Digital Immune System
Gartner has started talking about a new ‘stalking horse’ called the Digital Immune System (DIS). In fact they say “By 2025, organizations that invest in building digital immunity will increase customer satisfaction by decreasing downtime by 80%.” As you might imagine when a NonStop person hears about ‘reducing downtime’ and ‘increasing customer satisfaction’ our ears perk up. The whole NonStop mission is to create a computer that doesn’t fail and the reason for the mission are the consequences that occur when a system fails. In many cases loss of money but in some even loss of life. Availability has always been a key feature and will remain so. Back in the old days we had some percentages for why a system failed. They were generally, physical (actual hardware failures), design (hardware, software and application errors), environmental (power and cooling, natural disasters, network connections) and operations (the things people did to inadvertently crash a system). The NonStop system was designed to ride through the physical and design issues through hardware fault tolerance and the unique Operation System, which would fail-over into a different environment. Environmental issues were solved by a business continuity or disaster recovery system. Human error, though harder to control is assisted by automation and a system that is easier to manage based on our Single-System-Image virtualization. And our record stands for itself. There is a somewhat new threat these days. I suppose it could be lumped under environmental but is specifically tied to security.
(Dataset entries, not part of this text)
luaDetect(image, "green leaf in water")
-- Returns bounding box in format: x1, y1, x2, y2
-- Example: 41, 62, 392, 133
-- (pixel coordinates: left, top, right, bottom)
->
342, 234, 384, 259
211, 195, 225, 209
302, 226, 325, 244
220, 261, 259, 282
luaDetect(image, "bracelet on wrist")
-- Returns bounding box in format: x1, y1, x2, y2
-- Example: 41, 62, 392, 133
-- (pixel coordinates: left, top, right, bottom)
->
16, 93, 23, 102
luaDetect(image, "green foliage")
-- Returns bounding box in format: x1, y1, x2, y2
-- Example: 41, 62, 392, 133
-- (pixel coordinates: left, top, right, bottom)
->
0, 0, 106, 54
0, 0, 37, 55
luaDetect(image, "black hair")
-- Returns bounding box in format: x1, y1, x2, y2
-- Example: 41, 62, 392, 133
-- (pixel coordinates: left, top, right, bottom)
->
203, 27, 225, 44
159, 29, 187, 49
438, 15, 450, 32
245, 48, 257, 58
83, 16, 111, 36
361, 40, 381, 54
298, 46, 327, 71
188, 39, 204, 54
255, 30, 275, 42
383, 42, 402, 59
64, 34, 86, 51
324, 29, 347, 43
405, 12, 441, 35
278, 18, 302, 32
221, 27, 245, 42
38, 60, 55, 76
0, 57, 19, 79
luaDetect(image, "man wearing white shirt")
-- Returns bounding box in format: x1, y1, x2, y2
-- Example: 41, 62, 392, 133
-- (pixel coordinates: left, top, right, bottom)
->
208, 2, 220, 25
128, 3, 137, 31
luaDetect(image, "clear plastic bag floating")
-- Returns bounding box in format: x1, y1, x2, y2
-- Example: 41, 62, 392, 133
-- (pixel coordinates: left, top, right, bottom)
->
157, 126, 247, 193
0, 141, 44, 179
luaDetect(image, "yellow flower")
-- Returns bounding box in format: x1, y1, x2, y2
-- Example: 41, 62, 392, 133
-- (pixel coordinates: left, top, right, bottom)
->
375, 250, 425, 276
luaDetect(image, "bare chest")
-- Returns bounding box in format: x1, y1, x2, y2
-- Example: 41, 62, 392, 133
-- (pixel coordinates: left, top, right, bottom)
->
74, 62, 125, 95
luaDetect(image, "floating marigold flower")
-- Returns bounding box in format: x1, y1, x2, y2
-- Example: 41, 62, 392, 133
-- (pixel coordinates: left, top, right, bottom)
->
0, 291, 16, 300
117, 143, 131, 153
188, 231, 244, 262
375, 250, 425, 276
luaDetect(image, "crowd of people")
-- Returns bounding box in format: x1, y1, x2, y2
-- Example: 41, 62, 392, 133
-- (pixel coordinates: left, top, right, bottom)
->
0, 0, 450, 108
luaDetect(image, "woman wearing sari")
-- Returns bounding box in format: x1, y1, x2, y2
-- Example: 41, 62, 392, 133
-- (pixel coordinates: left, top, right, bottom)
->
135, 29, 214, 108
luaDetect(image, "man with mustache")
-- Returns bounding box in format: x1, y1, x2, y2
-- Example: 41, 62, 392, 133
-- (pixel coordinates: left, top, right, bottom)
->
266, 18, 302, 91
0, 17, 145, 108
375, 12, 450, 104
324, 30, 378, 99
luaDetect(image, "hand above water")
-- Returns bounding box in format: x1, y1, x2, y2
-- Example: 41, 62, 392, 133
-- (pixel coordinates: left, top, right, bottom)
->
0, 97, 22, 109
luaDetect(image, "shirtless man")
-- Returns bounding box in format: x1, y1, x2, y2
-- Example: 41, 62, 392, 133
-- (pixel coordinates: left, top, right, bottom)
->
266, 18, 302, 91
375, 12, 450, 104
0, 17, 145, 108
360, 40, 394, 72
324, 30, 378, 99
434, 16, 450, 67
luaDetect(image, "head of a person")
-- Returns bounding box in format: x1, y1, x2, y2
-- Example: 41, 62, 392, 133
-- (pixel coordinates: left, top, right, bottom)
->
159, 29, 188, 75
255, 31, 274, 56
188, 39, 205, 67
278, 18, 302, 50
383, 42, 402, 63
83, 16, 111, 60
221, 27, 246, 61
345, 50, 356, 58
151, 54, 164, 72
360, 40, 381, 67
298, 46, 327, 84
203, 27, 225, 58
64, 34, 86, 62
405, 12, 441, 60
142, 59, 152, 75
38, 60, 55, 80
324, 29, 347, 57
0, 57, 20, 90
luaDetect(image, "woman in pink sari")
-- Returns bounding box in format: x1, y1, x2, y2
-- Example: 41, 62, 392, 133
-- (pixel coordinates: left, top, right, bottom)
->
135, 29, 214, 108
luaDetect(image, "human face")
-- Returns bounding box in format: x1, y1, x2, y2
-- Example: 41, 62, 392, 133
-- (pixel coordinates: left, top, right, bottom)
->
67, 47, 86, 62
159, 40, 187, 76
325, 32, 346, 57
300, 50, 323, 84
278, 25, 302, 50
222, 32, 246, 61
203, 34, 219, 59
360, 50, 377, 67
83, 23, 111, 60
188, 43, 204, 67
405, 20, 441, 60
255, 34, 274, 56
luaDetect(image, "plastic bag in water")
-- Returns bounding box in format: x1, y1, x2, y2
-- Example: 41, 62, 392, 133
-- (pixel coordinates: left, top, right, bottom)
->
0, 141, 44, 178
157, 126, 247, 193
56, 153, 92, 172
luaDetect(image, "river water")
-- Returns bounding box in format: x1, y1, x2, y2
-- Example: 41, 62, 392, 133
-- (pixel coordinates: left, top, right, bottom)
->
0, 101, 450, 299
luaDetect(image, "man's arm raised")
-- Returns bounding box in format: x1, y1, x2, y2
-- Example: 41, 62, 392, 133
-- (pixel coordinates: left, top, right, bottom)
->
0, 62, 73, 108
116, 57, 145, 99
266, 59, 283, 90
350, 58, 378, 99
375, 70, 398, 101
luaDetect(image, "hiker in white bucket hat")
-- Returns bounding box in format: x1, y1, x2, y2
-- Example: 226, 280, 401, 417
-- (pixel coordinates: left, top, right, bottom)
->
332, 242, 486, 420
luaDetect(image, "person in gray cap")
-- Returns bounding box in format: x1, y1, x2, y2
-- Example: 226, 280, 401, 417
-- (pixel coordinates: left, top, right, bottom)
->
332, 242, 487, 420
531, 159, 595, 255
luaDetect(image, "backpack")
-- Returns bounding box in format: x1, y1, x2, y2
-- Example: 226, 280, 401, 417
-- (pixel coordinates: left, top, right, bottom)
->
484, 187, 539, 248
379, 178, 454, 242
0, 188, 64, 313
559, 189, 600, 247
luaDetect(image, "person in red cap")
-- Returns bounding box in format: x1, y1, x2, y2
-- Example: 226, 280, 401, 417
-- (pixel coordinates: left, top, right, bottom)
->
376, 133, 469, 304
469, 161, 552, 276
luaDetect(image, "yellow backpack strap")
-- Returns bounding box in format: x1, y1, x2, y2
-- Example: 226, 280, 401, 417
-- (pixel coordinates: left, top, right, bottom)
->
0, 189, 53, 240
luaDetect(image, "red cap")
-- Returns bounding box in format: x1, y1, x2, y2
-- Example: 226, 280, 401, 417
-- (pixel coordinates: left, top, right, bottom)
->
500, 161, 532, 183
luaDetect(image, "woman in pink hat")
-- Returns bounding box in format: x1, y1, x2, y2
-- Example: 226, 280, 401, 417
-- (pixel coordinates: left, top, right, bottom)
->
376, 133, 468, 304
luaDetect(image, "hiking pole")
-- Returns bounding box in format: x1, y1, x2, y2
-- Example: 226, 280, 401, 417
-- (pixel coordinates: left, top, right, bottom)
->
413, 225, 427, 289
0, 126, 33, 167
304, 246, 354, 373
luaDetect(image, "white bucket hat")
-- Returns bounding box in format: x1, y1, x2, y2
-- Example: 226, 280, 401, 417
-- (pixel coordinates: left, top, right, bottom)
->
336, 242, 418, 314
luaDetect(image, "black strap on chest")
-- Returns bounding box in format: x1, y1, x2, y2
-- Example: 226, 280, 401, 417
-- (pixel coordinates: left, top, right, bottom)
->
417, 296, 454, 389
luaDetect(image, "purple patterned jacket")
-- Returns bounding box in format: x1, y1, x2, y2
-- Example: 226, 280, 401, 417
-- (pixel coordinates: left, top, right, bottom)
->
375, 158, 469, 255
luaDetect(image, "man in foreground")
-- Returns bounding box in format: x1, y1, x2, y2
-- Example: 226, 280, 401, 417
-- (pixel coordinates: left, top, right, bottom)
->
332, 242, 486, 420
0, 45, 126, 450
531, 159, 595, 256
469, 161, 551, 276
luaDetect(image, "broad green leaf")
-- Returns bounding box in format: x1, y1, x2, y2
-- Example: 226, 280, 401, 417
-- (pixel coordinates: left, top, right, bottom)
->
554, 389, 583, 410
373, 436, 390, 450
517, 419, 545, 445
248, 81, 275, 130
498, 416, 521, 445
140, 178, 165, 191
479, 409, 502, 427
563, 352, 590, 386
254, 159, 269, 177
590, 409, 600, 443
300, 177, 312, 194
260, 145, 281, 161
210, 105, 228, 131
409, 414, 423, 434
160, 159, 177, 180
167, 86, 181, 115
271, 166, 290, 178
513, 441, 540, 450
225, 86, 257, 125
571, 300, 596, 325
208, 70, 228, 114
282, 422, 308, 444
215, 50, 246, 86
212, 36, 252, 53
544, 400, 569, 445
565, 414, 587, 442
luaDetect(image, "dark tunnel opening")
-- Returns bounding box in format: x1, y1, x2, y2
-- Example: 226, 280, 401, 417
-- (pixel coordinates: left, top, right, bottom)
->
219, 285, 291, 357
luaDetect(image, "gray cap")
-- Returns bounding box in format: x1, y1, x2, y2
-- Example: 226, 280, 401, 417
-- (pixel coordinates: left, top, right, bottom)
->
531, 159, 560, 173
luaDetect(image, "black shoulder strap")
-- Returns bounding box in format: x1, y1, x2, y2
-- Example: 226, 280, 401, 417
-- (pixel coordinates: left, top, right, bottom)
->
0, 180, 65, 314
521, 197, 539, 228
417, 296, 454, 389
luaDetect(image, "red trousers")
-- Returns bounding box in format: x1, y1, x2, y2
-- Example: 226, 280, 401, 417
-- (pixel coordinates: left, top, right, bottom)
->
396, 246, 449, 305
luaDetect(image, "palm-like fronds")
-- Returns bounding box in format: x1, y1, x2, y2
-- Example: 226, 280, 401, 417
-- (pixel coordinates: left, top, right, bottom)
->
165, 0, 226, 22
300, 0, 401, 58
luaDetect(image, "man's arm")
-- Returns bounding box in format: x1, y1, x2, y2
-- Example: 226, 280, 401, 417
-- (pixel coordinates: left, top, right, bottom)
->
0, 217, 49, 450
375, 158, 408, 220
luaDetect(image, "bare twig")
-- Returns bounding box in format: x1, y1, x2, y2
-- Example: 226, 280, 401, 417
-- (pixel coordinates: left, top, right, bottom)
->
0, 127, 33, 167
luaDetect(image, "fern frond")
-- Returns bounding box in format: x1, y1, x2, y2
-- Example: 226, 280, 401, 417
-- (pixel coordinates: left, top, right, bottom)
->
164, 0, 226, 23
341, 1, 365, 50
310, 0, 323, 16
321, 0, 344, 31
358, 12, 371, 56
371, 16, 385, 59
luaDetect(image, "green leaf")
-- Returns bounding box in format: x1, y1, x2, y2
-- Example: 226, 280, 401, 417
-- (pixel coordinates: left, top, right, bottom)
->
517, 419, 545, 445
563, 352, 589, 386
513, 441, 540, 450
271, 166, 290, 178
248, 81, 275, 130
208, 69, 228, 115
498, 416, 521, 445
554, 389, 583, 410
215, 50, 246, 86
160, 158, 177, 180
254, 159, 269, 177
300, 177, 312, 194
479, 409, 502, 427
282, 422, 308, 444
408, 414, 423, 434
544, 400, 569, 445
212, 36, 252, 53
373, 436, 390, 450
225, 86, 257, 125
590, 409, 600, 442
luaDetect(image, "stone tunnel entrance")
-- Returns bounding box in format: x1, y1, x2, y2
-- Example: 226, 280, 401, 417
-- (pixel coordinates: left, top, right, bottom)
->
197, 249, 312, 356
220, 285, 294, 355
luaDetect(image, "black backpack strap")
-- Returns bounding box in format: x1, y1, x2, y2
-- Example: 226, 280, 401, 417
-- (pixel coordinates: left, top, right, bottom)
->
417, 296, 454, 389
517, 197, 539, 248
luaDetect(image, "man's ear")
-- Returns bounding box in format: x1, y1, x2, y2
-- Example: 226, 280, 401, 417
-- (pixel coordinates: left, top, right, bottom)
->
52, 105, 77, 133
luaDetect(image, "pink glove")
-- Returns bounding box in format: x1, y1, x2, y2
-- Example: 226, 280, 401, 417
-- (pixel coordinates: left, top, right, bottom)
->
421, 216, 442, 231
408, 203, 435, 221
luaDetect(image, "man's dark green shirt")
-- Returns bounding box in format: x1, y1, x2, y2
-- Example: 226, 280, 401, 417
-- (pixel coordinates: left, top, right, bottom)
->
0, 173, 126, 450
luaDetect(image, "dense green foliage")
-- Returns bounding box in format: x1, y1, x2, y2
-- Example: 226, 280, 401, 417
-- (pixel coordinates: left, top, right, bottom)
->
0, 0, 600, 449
More and more the outages we read about involve cyberattacks. In a previous “Trends & Wins” I mentioned a Ransomware recovery strategy we are working to release. That covers one of a number of cyber issues. This is what Gartner is talking about in their Digital Immunity System. Just as a human body has natural defenses against virus and bacteria to avoid illness, Gartner envisions a digital immune system within Datacenters which can detect and encompass a rouge cyber attack limiting exposure within an organization. An immunity system, according to Gartner, would have six Prerequisites:
- Chaos Engineering
- Auto Remediation
- Site Reliability Engineering (SRE)
- Software Supply Chain Security
Observability is a key and crucial component of a DIS since the trick is to observe what’s normal, to see how systems interact, to determine data flow within the environment and then to be on the lookout for changes.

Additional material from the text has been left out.